- Country: Pakistan
- Province: Khyber Pakhtunkhwa
- Capital: Battagram (proposed)
- Time zone: UTC+5 (PST)

= Abaseen Division =

Administrative division in Pakistan

Abaseen or Abasin Division is a proposed division in Pakistan's Khyber Pakhtunkhwa province, compromising seven districts: Battagram, Allai, Kolai-Palas, Upper Kohistan, Lower Kohistan, Shangla, and Torghar. The area is located on both sides of the Indus River, which is known in Pashto and other local languages as Abaseen.

It is declared that either Battagram, the capital of Battagram District, or Besham, a town at the eastern end of Shangla District, will become the headquarters of Abaseen Division.

==History==
On 18 June 2011, Abaseen Division was announced by then Chief Minister of Khyber Pakhtunkhwa, Haider Khan Hoti during his speech at a public gathering in Battagram, but it was not approved because of the census.
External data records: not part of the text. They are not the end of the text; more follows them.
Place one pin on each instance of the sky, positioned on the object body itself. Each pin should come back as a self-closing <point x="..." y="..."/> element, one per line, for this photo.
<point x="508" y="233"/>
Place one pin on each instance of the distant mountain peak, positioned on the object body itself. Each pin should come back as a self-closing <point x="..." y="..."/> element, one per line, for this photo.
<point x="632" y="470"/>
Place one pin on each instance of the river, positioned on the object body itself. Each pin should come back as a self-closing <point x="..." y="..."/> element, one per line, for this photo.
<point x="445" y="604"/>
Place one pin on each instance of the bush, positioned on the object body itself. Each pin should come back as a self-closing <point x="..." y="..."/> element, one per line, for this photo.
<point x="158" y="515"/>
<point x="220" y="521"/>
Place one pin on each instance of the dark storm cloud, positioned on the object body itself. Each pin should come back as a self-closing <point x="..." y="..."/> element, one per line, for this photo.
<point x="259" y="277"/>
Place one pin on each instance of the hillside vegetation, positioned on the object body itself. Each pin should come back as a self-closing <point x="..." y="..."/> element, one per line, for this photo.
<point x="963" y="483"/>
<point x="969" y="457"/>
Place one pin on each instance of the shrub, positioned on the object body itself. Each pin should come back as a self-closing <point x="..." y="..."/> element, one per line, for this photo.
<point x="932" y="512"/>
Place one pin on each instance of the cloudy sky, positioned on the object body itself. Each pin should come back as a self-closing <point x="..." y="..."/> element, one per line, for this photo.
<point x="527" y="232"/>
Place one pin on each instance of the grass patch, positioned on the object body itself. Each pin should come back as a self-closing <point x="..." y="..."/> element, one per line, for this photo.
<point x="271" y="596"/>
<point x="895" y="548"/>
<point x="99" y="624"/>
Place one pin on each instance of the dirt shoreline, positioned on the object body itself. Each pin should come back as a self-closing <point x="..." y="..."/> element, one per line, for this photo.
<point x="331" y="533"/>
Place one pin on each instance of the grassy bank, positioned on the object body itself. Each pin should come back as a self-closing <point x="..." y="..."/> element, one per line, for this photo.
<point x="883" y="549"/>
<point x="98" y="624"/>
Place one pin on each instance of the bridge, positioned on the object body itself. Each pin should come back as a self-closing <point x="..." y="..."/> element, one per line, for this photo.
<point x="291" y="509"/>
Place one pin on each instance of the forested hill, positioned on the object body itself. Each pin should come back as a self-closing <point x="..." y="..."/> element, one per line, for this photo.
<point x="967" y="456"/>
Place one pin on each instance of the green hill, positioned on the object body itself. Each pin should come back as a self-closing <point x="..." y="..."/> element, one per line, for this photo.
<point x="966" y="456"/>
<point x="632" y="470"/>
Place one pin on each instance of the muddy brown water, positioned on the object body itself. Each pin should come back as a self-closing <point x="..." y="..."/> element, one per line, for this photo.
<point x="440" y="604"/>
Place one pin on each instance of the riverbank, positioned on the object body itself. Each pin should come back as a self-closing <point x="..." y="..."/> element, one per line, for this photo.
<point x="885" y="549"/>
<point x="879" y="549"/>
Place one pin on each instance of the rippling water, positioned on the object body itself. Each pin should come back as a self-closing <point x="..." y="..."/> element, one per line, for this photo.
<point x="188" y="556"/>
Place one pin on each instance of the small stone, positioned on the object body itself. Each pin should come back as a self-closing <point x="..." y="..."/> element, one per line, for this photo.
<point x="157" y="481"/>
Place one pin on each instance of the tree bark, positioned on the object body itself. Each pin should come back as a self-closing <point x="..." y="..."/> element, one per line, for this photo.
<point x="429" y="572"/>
In December 2021, Abaseen Division was approved by Chief Minister Mahmood Khan.

=== Opposition ===
A grand jirga of the elders of Upper Kohistan, Lower Kohistan and Kolai-Palas in December 2021 opposed the move and warned the government against the split of the current Hazara division, and alternatively proposed a separate Kohistan Division compromising the three districts.